Data edge cases

Author

Andy Beale

Date

7 years ago
All journal articles

Governments face unique policy and technology challenges related to the protection of sensitive categories of people. Such categories include witnesses in protection programmes, at risk children or spouses, and undercover law enforcement officers.

These “edge cases” raise unique policy and technology challenges for governments, with particular reference to personal data and identity practice.

Challenges that need to be addressed include how data are best protected as they are moved from legacy to modern systems and ingested into analytical engines. Any re-platforming needs to take place without losing essential security and protective contexts, together with ensuring the longitudinal forensic legal integrity and assurance of data.

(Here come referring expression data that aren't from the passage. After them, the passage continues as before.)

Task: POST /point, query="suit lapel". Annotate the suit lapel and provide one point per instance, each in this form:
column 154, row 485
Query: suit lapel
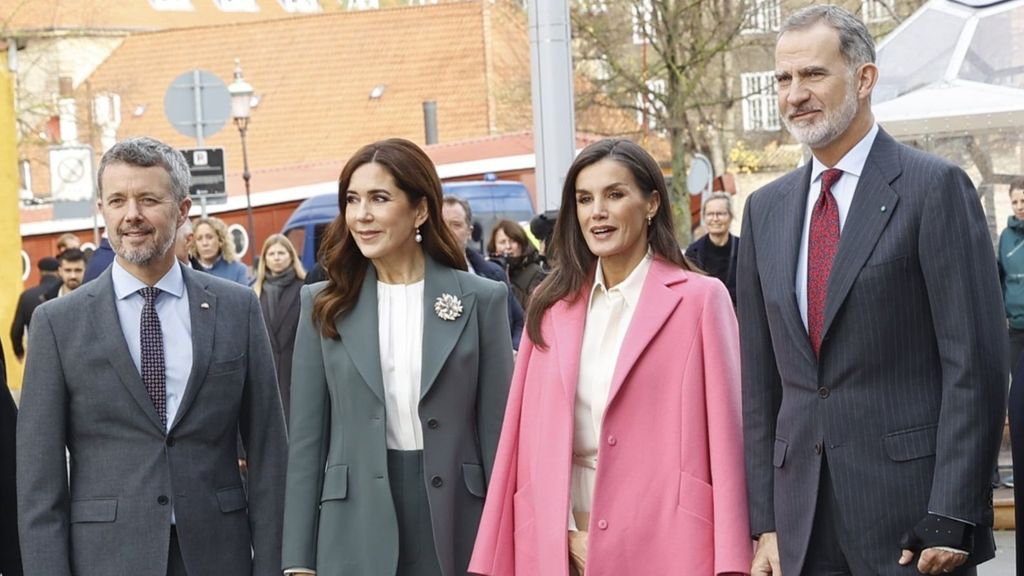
column 108, row 323
column 872, row 205
column 568, row 321
column 203, row 316
column 792, row 211
column 440, row 336
column 360, row 335
column 656, row 303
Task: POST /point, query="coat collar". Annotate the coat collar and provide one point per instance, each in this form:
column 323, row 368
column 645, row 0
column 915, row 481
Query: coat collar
column 359, row 327
column 657, row 301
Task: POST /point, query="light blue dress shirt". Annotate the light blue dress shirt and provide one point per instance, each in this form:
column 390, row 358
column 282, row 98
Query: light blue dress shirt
column 175, row 325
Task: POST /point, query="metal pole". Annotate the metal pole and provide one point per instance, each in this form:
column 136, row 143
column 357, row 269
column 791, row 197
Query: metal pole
column 551, row 83
column 198, row 95
column 243, row 128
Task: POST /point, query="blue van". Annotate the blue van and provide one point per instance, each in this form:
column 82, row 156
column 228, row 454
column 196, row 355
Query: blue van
column 491, row 199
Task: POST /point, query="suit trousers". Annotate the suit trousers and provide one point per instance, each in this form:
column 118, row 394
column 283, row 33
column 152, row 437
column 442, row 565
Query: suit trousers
column 417, row 556
column 175, row 564
column 828, row 552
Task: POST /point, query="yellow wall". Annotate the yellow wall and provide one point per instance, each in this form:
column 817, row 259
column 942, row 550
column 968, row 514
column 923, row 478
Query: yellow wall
column 10, row 237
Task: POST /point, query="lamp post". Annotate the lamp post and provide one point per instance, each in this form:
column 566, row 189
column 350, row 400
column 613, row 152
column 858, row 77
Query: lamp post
column 242, row 93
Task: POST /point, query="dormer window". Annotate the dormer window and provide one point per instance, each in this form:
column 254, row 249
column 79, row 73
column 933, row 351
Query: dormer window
column 237, row 5
column 172, row 5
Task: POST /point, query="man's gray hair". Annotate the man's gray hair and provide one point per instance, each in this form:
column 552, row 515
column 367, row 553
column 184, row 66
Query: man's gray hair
column 144, row 153
column 718, row 196
column 855, row 42
column 456, row 200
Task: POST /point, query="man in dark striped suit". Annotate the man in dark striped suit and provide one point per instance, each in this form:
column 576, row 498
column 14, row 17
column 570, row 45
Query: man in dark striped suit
column 873, row 354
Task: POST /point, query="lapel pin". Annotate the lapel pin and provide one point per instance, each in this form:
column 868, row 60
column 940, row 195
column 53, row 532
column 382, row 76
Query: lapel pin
column 448, row 306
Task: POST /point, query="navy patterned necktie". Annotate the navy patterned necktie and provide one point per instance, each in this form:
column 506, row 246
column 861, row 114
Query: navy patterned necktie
column 821, row 246
column 154, row 369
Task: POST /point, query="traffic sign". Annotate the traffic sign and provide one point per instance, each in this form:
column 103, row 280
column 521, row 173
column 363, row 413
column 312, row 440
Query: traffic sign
column 198, row 105
column 207, row 167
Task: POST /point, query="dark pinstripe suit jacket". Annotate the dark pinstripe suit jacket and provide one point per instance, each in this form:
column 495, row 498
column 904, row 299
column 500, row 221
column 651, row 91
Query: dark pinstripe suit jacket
column 906, row 400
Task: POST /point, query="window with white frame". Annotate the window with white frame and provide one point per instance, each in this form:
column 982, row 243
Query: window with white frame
column 238, row 5
column 593, row 6
column 171, row 5
column 762, row 15
column 649, row 105
column 300, row 5
column 760, row 101
column 363, row 4
column 643, row 15
column 876, row 10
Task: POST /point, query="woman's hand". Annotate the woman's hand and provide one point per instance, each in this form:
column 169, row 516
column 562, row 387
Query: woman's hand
column 578, row 549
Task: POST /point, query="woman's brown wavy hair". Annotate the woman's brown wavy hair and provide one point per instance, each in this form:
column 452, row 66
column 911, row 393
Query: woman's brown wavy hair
column 573, row 262
column 344, row 264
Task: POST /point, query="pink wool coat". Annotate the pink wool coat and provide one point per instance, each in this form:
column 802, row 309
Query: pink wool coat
column 670, row 494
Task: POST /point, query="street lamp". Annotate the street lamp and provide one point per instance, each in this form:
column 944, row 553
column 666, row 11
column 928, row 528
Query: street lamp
column 242, row 93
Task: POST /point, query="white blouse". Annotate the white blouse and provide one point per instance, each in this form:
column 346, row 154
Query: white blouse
column 608, row 317
column 399, row 313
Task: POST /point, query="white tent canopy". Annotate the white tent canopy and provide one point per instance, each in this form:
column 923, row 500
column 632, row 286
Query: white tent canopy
column 953, row 69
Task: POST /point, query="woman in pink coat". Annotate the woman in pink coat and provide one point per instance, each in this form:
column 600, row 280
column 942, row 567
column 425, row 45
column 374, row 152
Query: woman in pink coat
column 622, row 447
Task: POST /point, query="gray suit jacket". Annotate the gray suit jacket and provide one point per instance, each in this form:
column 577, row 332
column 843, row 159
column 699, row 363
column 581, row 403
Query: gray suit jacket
column 339, row 515
column 83, row 391
column 906, row 401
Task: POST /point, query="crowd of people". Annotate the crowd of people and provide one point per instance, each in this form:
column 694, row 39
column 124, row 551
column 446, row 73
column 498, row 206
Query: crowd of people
column 825, row 398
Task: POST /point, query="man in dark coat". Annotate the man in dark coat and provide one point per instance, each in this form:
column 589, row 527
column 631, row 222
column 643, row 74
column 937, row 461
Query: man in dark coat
column 459, row 217
column 47, row 289
column 10, row 557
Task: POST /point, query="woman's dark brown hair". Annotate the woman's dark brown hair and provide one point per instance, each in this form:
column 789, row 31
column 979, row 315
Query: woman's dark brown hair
column 515, row 234
column 344, row 264
column 573, row 260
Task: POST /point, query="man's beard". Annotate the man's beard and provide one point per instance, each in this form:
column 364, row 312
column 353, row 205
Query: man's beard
column 156, row 247
column 832, row 126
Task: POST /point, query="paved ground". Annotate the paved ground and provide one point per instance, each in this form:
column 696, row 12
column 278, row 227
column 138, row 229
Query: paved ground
column 1003, row 565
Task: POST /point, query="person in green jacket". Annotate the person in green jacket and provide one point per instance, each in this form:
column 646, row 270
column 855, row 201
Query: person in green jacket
column 1012, row 272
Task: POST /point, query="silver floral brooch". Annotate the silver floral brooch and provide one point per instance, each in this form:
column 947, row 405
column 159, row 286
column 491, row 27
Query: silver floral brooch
column 448, row 306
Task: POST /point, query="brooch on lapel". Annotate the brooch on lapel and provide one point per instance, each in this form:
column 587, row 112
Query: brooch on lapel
column 448, row 306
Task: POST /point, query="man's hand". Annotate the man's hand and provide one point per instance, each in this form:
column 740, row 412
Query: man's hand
column 935, row 561
column 766, row 557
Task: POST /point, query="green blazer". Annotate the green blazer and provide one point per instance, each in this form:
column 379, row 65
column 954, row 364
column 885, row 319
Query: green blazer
column 339, row 515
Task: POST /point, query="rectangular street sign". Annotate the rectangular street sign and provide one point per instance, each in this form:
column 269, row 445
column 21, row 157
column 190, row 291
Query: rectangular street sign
column 207, row 167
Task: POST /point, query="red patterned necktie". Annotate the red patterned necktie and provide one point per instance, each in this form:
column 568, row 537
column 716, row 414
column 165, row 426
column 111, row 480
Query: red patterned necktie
column 154, row 368
column 821, row 246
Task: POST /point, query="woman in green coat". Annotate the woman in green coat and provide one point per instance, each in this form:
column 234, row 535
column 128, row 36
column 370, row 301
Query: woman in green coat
column 401, row 367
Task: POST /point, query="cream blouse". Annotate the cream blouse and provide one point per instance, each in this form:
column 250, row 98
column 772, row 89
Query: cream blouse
column 399, row 314
column 608, row 317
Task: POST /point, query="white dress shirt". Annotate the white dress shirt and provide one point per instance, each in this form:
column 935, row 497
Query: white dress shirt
column 852, row 165
column 175, row 326
column 399, row 310
column 608, row 315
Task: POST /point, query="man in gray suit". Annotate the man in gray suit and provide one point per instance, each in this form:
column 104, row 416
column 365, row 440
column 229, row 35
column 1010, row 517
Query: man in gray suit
column 872, row 352
column 147, row 375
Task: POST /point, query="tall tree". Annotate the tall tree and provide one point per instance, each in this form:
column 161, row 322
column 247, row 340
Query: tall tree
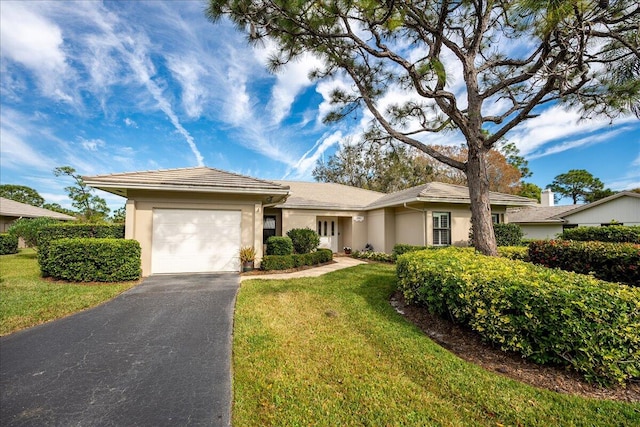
column 22, row 194
column 512, row 56
column 374, row 167
column 579, row 185
column 92, row 208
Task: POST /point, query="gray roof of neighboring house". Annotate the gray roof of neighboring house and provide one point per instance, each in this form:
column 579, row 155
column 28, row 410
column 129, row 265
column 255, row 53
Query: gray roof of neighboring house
column 324, row 195
column 538, row 214
column 556, row 214
column 202, row 179
column 22, row 210
column 444, row 193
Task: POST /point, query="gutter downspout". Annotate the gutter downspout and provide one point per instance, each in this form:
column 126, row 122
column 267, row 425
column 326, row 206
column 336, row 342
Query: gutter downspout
column 424, row 222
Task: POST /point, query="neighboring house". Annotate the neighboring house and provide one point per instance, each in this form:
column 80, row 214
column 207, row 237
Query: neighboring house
column 196, row 219
column 10, row 210
column 546, row 221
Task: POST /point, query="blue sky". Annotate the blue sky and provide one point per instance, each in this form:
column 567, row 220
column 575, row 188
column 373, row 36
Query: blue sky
column 108, row 87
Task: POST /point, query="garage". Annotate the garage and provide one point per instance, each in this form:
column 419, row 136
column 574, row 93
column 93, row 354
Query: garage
column 195, row 241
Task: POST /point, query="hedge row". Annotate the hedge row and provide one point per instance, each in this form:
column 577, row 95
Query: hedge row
column 614, row 262
column 8, row 244
column 285, row 262
column 374, row 256
column 94, row 260
column 549, row 316
column 50, row 233
column 610, row 233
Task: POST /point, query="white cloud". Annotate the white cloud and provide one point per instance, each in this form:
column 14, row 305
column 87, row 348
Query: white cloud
column 92, row 144
column 36, row 43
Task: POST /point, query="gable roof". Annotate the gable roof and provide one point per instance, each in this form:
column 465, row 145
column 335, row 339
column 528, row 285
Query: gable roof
column 200, row 179
column 539, row 214
column 444, row 193
column 556, row 214
column 325, row 195
column 603, row 201
column 12, row 208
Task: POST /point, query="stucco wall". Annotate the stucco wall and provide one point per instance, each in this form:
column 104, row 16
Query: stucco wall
column 625, row 209
column 139, row 222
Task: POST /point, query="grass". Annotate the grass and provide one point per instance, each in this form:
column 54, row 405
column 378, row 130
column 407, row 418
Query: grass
column 26, row 299
column 331, row 351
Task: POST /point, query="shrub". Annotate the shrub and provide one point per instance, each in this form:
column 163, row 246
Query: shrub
column 374, row 256
column 58, row 231
column 94, row 260
column 8, row 244
column 285, row 262
column 277, row 245
column 514, row 252
column 611, row 233
column 29, row 228
column 304, row 240
column 549, row 316
column 615, row 262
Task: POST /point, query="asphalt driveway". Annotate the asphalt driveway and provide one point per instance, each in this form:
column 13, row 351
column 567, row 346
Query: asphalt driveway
column 157, row 355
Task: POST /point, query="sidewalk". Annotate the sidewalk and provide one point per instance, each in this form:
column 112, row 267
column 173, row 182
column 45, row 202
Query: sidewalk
column 340, row 263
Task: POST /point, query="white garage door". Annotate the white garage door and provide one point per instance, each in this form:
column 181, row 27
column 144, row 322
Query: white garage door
column 195, row 241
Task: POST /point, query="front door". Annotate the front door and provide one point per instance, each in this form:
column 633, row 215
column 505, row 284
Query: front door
column 328, row 231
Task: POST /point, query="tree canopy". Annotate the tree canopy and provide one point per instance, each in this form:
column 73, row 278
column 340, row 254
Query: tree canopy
column 479, row 68
column 579, row 185
column 22, row 194
column 90, row 206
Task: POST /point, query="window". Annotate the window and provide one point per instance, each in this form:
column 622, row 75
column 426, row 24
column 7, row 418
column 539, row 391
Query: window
column 441, row 228
column 268, row 227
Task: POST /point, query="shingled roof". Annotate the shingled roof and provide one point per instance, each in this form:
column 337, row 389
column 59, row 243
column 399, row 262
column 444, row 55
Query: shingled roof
column 444, row 193
column 201, row 179
column 325, row 195
column 15, row 209
column 539, row 214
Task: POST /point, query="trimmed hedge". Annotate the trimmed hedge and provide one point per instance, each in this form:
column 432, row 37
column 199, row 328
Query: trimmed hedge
column 285, row 262
column 374, row 256
column 549, row 316
column 54, row 232
column 514, row 252
column 279, row 245
column 94, row 260
column 610, row 233
column 8, row 244
column 304, row 240
column 614, row 262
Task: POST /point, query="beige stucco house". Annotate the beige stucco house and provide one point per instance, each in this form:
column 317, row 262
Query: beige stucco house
column 546, row 221
column 197, row 219
column 10, row 210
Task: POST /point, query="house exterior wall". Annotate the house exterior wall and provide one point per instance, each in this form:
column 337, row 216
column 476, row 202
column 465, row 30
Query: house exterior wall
column 540, row 231
column 352, row 225
column 624, row 209
column 140, row 206
column 381, row 229
column 411, row 227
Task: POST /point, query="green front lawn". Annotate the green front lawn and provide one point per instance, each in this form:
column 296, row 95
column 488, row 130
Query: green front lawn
column 26, row 299
column 332, row 351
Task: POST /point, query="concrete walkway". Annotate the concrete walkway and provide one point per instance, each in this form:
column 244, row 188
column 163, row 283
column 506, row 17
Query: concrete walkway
column 340, row 263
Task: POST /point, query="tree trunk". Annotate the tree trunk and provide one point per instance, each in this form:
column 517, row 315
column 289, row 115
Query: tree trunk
column 484, row 239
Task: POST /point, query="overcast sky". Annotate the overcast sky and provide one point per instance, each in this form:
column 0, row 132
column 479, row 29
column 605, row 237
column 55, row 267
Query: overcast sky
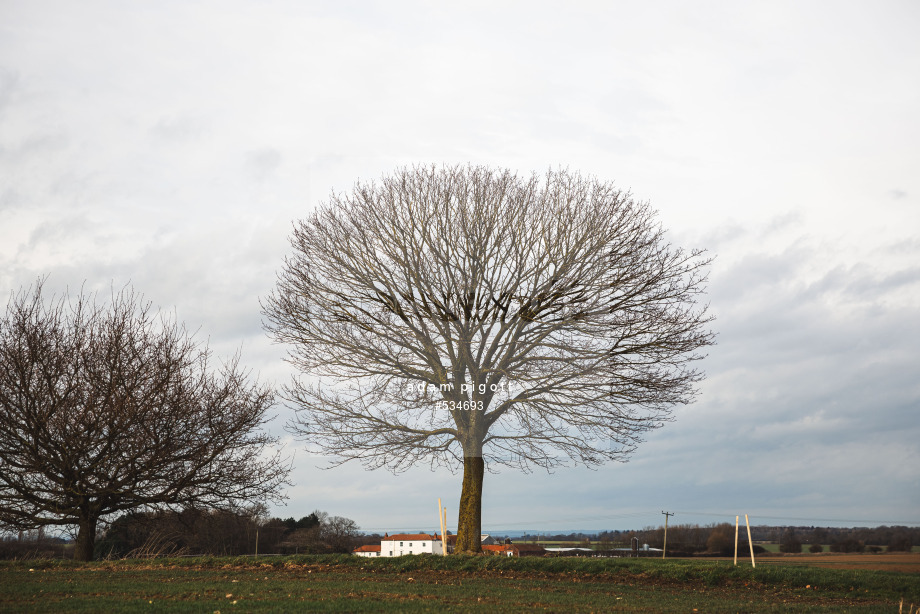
column 173, row 144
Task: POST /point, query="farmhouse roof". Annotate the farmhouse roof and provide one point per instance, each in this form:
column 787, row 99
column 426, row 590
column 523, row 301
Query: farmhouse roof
column 411, row 537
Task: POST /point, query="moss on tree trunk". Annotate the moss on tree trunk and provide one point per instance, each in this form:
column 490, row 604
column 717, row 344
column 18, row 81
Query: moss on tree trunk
column 86, row 540
column 469, row 525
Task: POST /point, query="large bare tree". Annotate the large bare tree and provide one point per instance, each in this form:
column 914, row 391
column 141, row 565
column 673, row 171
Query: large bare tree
column 465, row 315
column 106, row 408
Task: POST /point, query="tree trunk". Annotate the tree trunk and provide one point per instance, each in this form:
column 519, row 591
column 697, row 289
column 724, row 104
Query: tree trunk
column 469, row 525
column 86, row 539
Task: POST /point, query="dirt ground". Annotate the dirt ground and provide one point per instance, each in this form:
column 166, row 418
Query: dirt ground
column 883, row 561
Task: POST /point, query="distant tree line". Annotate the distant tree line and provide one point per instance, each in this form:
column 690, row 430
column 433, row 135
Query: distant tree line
column 719, row 539
column 201, row 532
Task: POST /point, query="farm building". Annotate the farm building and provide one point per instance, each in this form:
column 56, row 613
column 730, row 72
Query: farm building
column 400, row 544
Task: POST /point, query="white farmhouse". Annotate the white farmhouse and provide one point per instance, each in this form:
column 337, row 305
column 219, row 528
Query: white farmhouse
column 401, row 544
column 410, row 543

Stance is examining a range of technologies and identifying limitations with the suitability of emergent technologies such as blockchain outside of the very restricted domain of distributed transaction ledgers in financial markets.

We are considering the potential policies and technologies capable of meeting the often conflicting demands of improving public services and the problematic impact of proposals around computational irreversibility for public registers as a single source of “truth” versus the need to accommodate these essential edge cases.

As well as considering technological use within government, Stance is also examining the impact of external developments, such as the pervasive digital footprints created and left through digital interactions such as social media; cross-border biometrics capture by foreign governments; and the impact of the commoditisation and diffusion of technologies such as facial recognition and online behavioural analytics in undermining and compromising government efforts to fulfil its obligations to secure and protect sensitive categories of people.